These are not peanut butter cookies, they are not western peanut cookies. These are Chinese New Year Style Peanut Cookies. They are made up of five ingredients and that's it. They are essentially roasted peanuts, sugar, salt, plain flour and lard. Lots and lots of pork lard.

Fresh pork lard rendered from a large piece of pork belly fat. The pork belly fat can be obtained from butcher stall (they usually give you for free or you get a large bag for just a mere 50cents). Wash, clean them thoroughly, dry them very well and cube them into bite size. Place them in a hot wok with no oil. The fat would slowly render and before you know it, they would be cooking in their own fat. Drain the pork fat cubes for other use such as
Hokkien Mee and pour the oil into a heat resistant bowl. Cool down well and you'll eventually get a white mass that look like shortening, the only difference is that this taste a gazillion times better than shortening!

A good substitute for butter if you're not a vegetarian and very good in producing
flaky egg tarts and to make black sesame filling for
tang yuan or steamed buns. I always buy pre-packed peanuts. They come in roasted and salted. What I do is I place them in a colander and shake off the excess salt. Then dry roast them in a wok and stop just before it starts turning oily. This twice roasted method gives it a very fragrant after taste and I definitely like it better this way.

Spread them out on a half sheet pan and cool them down completely. Recipe is always 2-2-1-1. It's a ratio rather than a recipe. Simply use any cup (just make sure you measure out all the ingredients with the same cup!) you like and measure two cups full of the roasted peanuts. Pop that into a food processor. Into the food processor goes another 2 cups of plain flour. Doesn't have to be exact; scant, more or less is absolutely fine. Throw in 1 cup of icing sugar or you can also use castor sugar. The icing sugar will help prevent your peanut from being overly grinded into peanut butter. It basically prevents paste formation before you add your lard. Add in a pinch of salt now if your peanut is not pre-packed salted and roasted.

Pulse the ingredients until fine powder. I usually like to leave a bit of bites in my cookies so I stop them before they came too smooth and fake tasting. Now, you can let the food processor run and dribble in a cup (same cup like previous!) of cooking oil but if you use lard like me, I turn the powdered ingredient onto a work table. Throw in a cup of solidified lard and work the dough until it's shiny and lumpy. You might need more or less lard/oil depending on your flour absorption. I always use a cup scant of lard. Form them into balls. Poke them with a long slender straw and glaze.

Bake until done, typical cookie temperature, 170°C to 180°C for 15 to 20mins.
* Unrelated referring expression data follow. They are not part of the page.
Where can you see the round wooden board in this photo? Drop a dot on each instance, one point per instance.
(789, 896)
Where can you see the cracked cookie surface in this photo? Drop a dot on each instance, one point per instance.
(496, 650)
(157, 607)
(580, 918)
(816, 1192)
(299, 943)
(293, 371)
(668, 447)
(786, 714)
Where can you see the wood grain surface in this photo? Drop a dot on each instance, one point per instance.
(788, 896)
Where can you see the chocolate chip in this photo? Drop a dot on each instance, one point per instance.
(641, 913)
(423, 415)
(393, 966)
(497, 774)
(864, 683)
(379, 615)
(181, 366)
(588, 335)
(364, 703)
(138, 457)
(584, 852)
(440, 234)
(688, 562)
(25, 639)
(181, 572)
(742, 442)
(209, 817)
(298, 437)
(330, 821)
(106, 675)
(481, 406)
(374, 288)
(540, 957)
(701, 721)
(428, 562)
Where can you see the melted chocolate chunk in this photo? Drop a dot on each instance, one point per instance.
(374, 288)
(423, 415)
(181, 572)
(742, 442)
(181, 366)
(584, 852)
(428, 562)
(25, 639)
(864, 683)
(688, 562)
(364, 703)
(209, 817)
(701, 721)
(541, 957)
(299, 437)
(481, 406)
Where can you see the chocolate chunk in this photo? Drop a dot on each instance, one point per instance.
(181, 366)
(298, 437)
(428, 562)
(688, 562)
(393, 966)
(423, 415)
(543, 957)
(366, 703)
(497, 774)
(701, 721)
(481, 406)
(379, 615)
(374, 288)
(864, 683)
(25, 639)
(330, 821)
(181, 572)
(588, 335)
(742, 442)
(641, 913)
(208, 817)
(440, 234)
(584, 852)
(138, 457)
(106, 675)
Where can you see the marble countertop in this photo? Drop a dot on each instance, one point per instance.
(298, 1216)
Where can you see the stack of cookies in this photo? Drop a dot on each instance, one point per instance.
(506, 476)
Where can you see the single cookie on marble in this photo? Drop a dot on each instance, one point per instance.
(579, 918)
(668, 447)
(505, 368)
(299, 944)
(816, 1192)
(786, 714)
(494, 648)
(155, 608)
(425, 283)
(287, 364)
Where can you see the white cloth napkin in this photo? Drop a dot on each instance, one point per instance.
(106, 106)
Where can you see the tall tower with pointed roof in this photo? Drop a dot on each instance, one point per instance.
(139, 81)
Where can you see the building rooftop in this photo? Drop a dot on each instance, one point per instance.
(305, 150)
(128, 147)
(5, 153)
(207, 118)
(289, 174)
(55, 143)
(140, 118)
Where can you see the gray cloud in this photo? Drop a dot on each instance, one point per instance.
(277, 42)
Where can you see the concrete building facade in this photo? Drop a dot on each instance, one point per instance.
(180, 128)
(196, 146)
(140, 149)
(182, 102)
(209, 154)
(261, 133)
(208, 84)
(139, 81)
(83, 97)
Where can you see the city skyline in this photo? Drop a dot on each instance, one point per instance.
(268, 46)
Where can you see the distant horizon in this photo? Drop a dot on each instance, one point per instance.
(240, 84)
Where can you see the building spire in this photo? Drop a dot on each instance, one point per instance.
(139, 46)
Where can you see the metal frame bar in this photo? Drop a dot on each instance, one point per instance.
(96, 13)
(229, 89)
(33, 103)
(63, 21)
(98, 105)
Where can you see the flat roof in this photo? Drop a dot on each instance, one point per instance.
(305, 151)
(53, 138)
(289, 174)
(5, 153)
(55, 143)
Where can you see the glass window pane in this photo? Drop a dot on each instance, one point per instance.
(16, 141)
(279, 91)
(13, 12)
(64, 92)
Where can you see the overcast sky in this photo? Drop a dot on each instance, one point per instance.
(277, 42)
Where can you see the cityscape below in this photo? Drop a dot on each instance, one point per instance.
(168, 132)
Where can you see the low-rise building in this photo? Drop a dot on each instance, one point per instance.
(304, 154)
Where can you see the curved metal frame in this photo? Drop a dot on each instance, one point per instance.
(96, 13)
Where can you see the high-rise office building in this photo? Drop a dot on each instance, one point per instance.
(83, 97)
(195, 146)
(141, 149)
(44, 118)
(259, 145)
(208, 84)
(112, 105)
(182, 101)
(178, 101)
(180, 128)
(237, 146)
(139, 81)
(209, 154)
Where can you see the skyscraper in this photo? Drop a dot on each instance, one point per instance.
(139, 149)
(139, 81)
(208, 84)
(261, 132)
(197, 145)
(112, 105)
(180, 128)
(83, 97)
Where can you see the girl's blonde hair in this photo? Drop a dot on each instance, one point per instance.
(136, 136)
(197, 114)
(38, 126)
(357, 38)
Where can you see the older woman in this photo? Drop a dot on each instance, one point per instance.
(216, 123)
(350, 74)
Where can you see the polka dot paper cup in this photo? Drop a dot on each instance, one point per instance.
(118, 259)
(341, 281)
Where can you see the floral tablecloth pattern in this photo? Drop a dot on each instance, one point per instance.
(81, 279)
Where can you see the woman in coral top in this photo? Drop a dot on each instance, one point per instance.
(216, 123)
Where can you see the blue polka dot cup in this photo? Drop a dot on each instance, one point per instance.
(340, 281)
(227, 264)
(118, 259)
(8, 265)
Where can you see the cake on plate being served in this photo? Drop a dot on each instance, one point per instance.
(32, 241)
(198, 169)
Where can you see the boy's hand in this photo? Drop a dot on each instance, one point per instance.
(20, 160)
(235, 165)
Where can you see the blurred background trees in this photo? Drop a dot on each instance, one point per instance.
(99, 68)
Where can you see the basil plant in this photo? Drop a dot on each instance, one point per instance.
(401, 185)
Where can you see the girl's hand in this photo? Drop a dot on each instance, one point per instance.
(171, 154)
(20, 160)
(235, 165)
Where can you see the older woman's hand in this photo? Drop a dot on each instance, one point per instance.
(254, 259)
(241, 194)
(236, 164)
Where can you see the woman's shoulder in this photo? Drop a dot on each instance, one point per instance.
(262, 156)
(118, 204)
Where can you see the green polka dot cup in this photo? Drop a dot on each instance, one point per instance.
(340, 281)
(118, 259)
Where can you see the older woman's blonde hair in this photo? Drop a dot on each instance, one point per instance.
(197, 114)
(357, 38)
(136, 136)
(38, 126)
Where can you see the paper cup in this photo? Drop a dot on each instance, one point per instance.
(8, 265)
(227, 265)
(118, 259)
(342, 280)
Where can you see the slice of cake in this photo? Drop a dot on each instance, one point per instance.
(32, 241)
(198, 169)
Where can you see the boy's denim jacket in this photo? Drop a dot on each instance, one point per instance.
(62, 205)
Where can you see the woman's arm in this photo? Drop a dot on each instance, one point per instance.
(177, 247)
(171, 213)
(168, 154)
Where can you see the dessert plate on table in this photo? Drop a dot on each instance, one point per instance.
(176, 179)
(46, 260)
The one made using lard has the lightest, flakiest, melt-in-mouth feeling. I hope everyone is not sick of hearing the word 'melt-in-mouth' yet due to the
pineapple tarts overdose previously. These are so light, like what I've told
Pei Lin, my favourite cookie texture is where when I hold it, it doesn't crumble in my hand that I have to be so careful with it. But when you pop it in the mouth and press it against your lelangit (a Malay word for palate), it crumbles/crushes, followed by a melt-in-the-mouth effect where your tongue and palate kept demolishing it. And that piece of cookie end with a push of saliva down my throat. Talk about food writing...Ahhhh....kinda hard to describe sometimes.
Make these, they are so easy and yummy you'll never buy those from pasar malam (night markets) in Malaysia anymore!